When considering transactional load alone, the most common techniques of load balancing involve dividing the HTTP requests across multiple Web servers. Thus, each Web server will only serve a fraction of the total requests, and the overall capacity of your application is multiplied (ignoring load balancing overhead) by the number of Web server nodes in your environment. I will discuss two very different methods of achieving transactional load balancing—DNS round robin and hardware load balancers.

Load Balancing with DNS

Sometimes referred to as the poor man’s load balancing solution, DNS round robin can be an effective means of distributing transactional load. In Chapter 2, “The Internet and the World Wide Web,” the fundamentals of DNS were explained. Typically, a Web client will perform a DNS lookup for a domain name (such as httphandbook.org) in order to obtain the IP address to which it will send its HTTP request. This series of events is illustrated in Figure 16.1.

With DNS round robin, the load balancing actually takes place during the DNS lookup. Multiple IP addresses will be associated with a single domain name so that DNS lookups will return different IP addresses for different requests. Figure 16.2 illustrates this situation. Although 10.1.1.2 is returned for the DNS lookup illustrated, the next lookup will return 10.1.1.1, thus the next request will be serviced by the 10.1.1.1 Web server.

Although DNS round robin has the advantages of being inexpensive and simplistic, it provides no method of failover and lacks server affinity.

Failover refers to the capability to handle a server failure.
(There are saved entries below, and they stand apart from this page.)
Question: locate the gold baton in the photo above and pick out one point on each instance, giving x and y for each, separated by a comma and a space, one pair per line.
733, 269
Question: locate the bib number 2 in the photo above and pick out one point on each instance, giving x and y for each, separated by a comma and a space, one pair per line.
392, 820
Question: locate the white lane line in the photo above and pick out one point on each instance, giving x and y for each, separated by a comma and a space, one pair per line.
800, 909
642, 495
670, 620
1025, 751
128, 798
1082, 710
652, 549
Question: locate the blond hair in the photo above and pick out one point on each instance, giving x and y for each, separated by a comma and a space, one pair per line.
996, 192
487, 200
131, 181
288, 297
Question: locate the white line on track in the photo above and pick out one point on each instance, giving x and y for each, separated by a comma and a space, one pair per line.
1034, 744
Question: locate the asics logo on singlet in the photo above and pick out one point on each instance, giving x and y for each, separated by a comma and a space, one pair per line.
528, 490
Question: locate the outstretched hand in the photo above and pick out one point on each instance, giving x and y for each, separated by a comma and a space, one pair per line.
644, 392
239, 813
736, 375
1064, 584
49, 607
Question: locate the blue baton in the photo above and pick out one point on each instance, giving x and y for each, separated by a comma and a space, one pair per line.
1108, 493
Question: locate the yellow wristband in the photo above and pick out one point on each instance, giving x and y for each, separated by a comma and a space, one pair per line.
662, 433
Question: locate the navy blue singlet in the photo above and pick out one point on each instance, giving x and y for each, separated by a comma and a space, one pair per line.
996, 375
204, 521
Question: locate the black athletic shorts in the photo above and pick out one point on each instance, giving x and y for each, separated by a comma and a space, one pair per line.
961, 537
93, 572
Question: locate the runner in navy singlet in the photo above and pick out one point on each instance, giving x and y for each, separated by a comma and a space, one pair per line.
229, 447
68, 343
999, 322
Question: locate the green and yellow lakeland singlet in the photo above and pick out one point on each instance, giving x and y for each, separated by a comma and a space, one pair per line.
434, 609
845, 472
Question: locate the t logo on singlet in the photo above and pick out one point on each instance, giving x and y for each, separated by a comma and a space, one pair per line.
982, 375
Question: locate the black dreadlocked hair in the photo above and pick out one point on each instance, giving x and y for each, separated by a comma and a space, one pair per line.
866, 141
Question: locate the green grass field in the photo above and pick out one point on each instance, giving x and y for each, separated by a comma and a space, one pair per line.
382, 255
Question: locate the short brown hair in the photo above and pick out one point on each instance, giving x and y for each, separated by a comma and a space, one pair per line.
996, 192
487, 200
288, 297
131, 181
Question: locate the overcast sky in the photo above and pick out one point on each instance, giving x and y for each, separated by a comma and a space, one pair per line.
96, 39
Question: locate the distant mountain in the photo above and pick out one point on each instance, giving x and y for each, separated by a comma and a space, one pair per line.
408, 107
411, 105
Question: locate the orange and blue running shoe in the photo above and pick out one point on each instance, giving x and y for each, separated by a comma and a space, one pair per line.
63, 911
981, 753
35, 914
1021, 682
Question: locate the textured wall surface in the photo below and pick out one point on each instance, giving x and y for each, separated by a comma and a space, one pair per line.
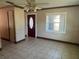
72, 25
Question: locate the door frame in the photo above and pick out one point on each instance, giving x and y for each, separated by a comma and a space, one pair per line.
26, 23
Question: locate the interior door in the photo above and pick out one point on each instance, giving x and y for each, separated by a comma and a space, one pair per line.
31, 25
11, 25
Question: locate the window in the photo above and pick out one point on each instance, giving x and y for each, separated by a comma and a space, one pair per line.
55, 22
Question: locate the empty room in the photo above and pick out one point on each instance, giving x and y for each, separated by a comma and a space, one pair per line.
39, 29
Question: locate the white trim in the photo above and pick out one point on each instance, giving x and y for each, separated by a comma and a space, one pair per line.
55, 13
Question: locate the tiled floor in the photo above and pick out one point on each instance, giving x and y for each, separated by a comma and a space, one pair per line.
39, 49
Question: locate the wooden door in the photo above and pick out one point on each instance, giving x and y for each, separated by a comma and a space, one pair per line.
11, 25
31, 25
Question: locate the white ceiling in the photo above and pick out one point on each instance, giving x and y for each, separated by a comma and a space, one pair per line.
52, 3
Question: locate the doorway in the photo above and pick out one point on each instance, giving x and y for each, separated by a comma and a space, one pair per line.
31, 25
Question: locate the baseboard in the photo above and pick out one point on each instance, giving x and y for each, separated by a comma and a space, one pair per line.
25, 35
19, 41
58, 41
5, 39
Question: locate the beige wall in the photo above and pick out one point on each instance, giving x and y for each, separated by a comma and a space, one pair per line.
72, 25
19, 23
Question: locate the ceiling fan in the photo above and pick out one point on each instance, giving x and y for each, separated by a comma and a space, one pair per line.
30, 6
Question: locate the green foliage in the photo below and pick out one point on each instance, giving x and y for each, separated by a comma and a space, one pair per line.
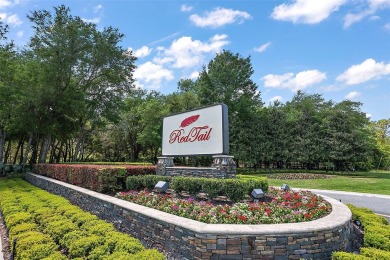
144, 181
148, 254
376, 236
99, 178
56, 224
347, 256
81, 247
37, 251
374, 253
235, 189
For example, if the 10.1.1.1 Web server in Figure 16.2 were to fail, there is nothing to keep a client from attempting to access this server directly, likely receiving an error message. Even if the 10.1.1.1 Web server were removed from the name server’s host lookup table, the common use of caching name servers on the Internet would require a few days for this change to propagate. Hopefully your Web server will be fixed by then!

Server affinity is a common phrase that refers to the capability to direct a request to the most appropriate server. The most common use of this is to maintain the same server for a particular client. This is also commonly referred to as sticky sessions, and there are generally strong and weak versions of this behavior. Methods of strong server affinity can almost guarantee that the same server is used for a particular client, and an error is returned otherwise. This generally requires an inspection of the HTTP request for a unique identifier much like the method used to maintain state. Methods of weak server affinity are more efficient and generally do not involve an inspection of the HTTP message but rather the TCP/IP packet. For example, a common method of weak server affinity is to use the client’s IP address as a way to identify the client. That is certainly weak!
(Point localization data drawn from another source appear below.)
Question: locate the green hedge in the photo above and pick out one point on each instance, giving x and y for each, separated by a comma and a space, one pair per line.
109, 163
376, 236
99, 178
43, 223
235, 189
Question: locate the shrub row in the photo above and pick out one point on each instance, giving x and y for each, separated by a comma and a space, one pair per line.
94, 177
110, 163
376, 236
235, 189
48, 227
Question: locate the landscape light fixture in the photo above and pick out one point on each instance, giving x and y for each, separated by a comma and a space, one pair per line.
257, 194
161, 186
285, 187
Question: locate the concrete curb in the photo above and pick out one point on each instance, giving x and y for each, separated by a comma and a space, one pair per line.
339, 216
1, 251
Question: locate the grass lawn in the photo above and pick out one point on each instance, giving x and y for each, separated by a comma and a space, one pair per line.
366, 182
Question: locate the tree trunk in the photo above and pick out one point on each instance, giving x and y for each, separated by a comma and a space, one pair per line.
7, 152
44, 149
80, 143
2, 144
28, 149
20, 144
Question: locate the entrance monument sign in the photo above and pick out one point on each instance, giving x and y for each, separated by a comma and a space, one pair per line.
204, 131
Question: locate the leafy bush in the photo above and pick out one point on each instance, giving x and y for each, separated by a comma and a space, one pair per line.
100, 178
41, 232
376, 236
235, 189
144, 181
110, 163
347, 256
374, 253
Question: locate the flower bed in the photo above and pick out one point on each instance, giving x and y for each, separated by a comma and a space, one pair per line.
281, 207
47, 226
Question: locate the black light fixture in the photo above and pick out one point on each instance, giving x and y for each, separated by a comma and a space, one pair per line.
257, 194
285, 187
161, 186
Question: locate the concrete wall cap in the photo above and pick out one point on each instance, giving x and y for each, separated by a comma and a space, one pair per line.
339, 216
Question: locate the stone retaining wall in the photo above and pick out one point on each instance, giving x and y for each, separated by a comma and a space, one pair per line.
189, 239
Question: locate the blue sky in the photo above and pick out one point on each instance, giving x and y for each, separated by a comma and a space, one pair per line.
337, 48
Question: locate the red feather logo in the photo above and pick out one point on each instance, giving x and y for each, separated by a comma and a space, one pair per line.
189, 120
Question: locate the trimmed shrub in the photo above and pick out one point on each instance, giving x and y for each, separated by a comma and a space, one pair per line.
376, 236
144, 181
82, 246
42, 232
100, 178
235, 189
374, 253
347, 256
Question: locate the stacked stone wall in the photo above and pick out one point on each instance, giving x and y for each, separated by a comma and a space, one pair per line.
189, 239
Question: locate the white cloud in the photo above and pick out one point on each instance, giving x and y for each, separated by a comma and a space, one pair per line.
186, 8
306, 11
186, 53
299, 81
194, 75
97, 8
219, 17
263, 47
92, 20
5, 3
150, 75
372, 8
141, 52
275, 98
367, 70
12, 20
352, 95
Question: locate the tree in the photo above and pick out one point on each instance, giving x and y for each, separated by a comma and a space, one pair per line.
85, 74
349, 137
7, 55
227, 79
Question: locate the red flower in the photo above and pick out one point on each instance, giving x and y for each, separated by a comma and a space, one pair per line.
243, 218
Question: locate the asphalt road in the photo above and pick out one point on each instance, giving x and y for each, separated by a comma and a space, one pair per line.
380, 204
The lack of server affinity is rarely a concern for a well-designed Web application. Because any type of server affinity (even weak) requires additional overhead, it will adversely affect performance. Instead, an application should be designed so that no particular server is expected to serve a client’s request. If client data is maintained in a shared data store, such as in a database, the most common need for server affinity is removed.

Load Balancing with Hardware

A popular alternative to DNS round robin is a hardware load balancing appliance. This type of load balancing involves a load balancer that communicates directly with the Web client and each Web server, thus providing a gateway for the communication. In this case, the IP address associated with the domain name will be the virtual IP address (the load balancer’s IP) for the entire environment. HTTP requests sent to this IP address will be received by the load balancer and forwarded to an available Web server as appropriate. See Figure 16.3 for an example of a Web server configuration utilizing a load balancer.
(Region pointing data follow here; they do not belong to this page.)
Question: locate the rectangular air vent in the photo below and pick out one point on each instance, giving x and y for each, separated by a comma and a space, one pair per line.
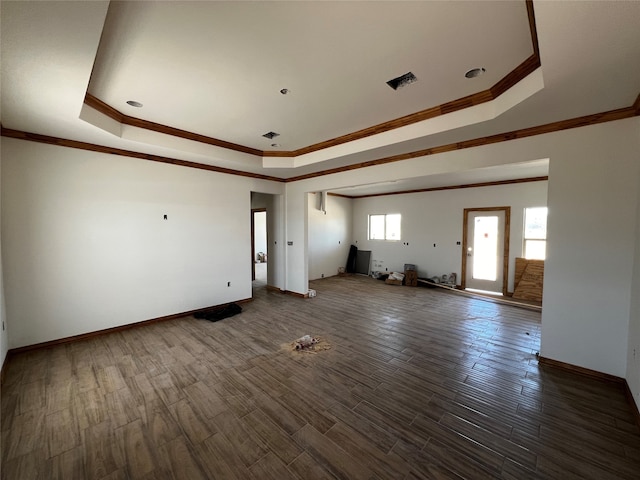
402, 81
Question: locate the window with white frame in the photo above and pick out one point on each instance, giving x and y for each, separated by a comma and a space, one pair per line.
385, 227
535, 233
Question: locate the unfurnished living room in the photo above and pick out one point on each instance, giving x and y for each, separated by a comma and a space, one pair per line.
320, 240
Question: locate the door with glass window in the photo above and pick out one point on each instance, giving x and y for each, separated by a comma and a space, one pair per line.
485, 255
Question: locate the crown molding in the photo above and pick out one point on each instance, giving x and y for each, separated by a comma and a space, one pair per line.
527, 67
448, 187
62, 142
584, 121
609, 116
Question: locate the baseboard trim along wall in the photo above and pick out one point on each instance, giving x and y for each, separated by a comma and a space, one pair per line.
605, 377
84, 336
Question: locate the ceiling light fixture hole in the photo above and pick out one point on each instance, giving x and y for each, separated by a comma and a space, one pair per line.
475, 72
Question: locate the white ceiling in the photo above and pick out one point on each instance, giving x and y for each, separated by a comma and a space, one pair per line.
216, 68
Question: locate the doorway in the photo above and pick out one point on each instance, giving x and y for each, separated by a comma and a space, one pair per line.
485, 249
259, 245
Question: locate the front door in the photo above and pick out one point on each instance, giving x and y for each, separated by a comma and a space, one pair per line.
486, 249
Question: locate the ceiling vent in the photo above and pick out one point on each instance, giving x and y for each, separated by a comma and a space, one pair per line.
402, 81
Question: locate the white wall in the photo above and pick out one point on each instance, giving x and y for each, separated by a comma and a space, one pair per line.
593, 189
85, 246
4, 334
430, 218
588, 273
633, 351
329, 235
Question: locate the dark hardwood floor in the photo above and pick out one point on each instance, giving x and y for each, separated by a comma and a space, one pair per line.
418, 384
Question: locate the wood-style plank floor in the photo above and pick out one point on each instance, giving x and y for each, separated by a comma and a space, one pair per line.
419, 383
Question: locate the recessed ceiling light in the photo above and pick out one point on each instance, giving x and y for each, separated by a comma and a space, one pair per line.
475, 72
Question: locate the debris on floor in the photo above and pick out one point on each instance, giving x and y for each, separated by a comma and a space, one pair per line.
395, 278
309, 344
218, 313
305, 342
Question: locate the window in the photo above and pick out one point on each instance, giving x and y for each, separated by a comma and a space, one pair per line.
384, 227
535, 233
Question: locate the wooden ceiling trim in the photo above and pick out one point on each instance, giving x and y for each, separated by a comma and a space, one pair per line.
584, 121
612, 115
448, 187
104, 108
61, 142
519, 73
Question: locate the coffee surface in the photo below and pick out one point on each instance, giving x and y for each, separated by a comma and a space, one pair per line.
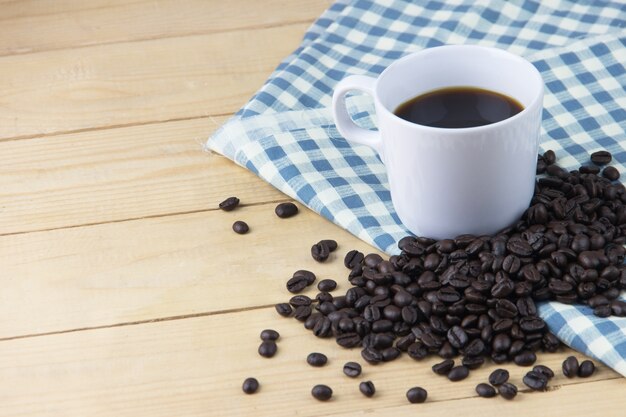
458, 107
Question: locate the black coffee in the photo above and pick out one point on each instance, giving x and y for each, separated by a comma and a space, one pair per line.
458, 107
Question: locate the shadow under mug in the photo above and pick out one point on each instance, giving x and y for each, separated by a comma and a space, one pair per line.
447, 182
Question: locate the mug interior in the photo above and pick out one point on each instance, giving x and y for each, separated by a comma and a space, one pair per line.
459, 66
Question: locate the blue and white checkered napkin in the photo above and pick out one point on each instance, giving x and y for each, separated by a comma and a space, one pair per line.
285, 133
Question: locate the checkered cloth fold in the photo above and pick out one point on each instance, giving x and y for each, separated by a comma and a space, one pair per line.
285, 133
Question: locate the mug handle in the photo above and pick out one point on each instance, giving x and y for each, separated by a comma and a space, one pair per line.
344, 123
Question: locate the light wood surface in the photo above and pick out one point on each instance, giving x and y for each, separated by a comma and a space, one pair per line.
125, 291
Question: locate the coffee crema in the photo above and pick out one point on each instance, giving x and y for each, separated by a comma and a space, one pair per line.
458, 107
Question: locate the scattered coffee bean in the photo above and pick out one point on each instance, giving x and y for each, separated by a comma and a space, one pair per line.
536, 381
570, 367
296, 284
240, 227
443, 368
499, 377
601, 157
586, 369
322, 392
326, 285
352, 369
330, 244
250, 385
268, 348
316, 359
285, 210
507, 390
610, 173
284, 309
320, 251
549, 157
485, 390
269, 334
542, 369
416, 395
229, 204
367, 388
458, 373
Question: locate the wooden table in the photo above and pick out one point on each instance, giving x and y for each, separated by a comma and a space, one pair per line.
125, 292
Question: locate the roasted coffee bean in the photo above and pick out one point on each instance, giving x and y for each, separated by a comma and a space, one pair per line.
268, 348
506, 309
544, 370
229, 204
316, 359
352, 369
457, 337
417, 351
458, 373
322, 392
326, 285
475, 348
589, 169
367, 388
507, 391
320, 252
390, 354
570, 367
371, 355
498, 377
610, 173
586, 369
618, 308
322, 327
485, 390
297, 284
353, 258
474, 362
601, 157
284, 309
549, 157
443, 368
330, 244
536, 381
250, 385
269, 334
240, 227
285, 210
525, 358
416, 395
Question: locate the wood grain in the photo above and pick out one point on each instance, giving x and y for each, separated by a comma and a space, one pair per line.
117, 174
159, 267
195, 367
138, 82
38, 25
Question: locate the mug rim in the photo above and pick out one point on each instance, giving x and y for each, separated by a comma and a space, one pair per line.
537, 99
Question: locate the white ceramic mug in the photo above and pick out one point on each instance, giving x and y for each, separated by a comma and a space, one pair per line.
446, 182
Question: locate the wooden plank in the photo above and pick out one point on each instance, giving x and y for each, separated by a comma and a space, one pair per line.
196, 366
117, 174
36, 25
138, 82
159, 267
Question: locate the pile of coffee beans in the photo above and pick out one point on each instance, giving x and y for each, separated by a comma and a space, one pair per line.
475, 296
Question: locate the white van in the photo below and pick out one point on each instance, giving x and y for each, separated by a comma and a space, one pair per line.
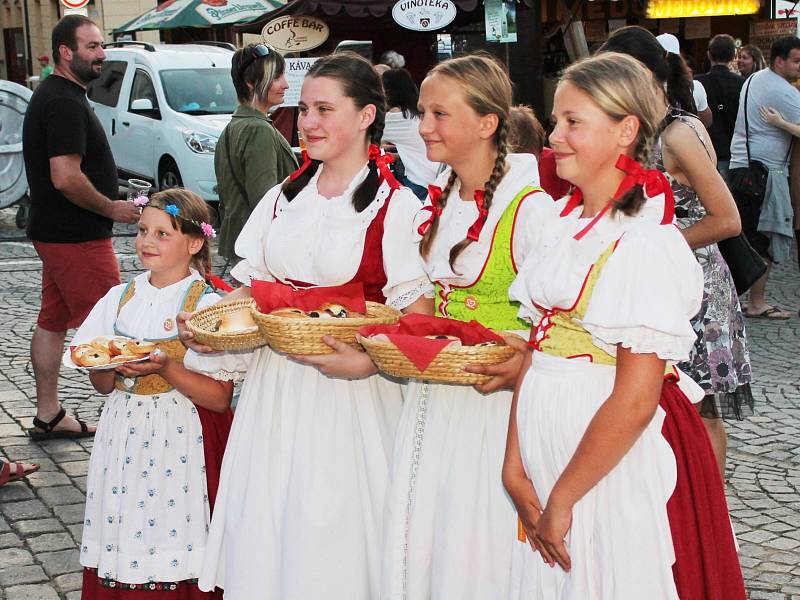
163, 108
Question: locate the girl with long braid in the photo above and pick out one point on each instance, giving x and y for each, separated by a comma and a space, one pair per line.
449, 522
608, 464
305, 472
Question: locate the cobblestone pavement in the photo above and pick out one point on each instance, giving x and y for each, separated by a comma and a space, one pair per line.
40, 519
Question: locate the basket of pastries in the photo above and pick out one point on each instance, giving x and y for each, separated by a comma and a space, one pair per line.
107, 352
434, 349
294, 321
227, 326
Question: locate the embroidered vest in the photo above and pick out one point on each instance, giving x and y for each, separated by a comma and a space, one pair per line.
560, 333
172, 346
486, 300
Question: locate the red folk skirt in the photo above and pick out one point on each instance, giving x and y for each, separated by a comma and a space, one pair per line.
706, 563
There are many types of load balancers. The major difference between the various types is the method used to determine the most appropriate Web server to receive a request. Some load balancers monitor the load on each server in order to determine the server under the least amount of load. Some simply distribute requests based on HTTP messages alone, ignoring potential differences in the effort required to generate responses.

One common characteristic found in many load balancers is the capability to detect failover. Although the methods used to determine server failure vary, this characteristic allows the load balancer to immediately remove a failed server from its pool so that no requests get forwarded to that server.

Another advantage to load balancers is the security afforded by “hiding” the Web servers from the Internet. By only allowing access to Web servers through the load balancer, all incoming traffic can be subject to the same firewalling rules, and the Web servers themselves cannot be accessed directly.

Because all incoming HTTP requests are received first by the load balancer, server affinity is possible. As mentioned in the previous section, the methods of achieving server affinity vary depending on how much effort is given to ensuring the same server responds to a particular client. Because a well-designed application rarely requires server affinity, this advantage should be of little concern.